Hi @julian7 thanks for opening the issue! Since the certificate name you used could pass the validation on Azure end, the validation in the provider probably needs to be adjusted, I'll check that

[myc2h6o]

Hi @julian7 I've opened #18694 to fix the validation. DevCA.cer will be considered as a valid certificate name with the fix.

[github-actions[bot]]

This functionality has been released in v3.26.0 of the Terraform Provider. Please see the Terraform documentation on provider versioning or reach out if you need any assistance upgrading.

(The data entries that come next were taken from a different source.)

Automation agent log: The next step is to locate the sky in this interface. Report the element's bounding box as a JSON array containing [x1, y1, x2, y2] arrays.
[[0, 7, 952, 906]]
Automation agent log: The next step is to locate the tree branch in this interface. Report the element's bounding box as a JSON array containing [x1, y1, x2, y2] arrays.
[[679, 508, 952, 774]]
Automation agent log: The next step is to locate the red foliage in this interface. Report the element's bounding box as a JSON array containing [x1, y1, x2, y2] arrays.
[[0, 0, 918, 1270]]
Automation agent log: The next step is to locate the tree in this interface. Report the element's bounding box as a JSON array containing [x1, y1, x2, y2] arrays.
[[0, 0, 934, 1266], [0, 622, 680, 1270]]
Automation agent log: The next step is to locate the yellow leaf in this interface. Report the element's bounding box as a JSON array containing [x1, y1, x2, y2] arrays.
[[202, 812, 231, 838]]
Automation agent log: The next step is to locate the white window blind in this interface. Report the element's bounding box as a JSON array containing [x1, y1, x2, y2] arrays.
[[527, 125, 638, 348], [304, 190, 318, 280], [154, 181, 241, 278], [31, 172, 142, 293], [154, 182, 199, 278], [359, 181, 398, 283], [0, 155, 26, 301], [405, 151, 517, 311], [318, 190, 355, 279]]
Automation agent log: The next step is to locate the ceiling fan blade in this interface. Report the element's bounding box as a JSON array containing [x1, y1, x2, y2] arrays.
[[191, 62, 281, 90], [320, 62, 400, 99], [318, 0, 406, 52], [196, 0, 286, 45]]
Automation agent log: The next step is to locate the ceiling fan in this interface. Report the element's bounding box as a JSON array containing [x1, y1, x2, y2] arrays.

For further feature requests or bug reports with this functionality, please create a new GitHub issue following the template. Thank you!

[myc2h6o]

@katbyte should this be v3.27.0 instead of v3.26.0 which was already released?

[julian7]

@katbyte apparently, there were a few PRs fell into the hole of not closing 3.26 milestone on time, and therefore there were a few changes to the release of 3.27.0 not reflected in the CHANGELOG.

[github-actions[bot]]

I'm going to lock this issue because it has been closed for 30 days ⏳. This helps our maintainers find and focus on the active issues. If you have found a problem that seems similar to this, please open a new issue and complete the issue template so we can capture all the details necessary to investigate further.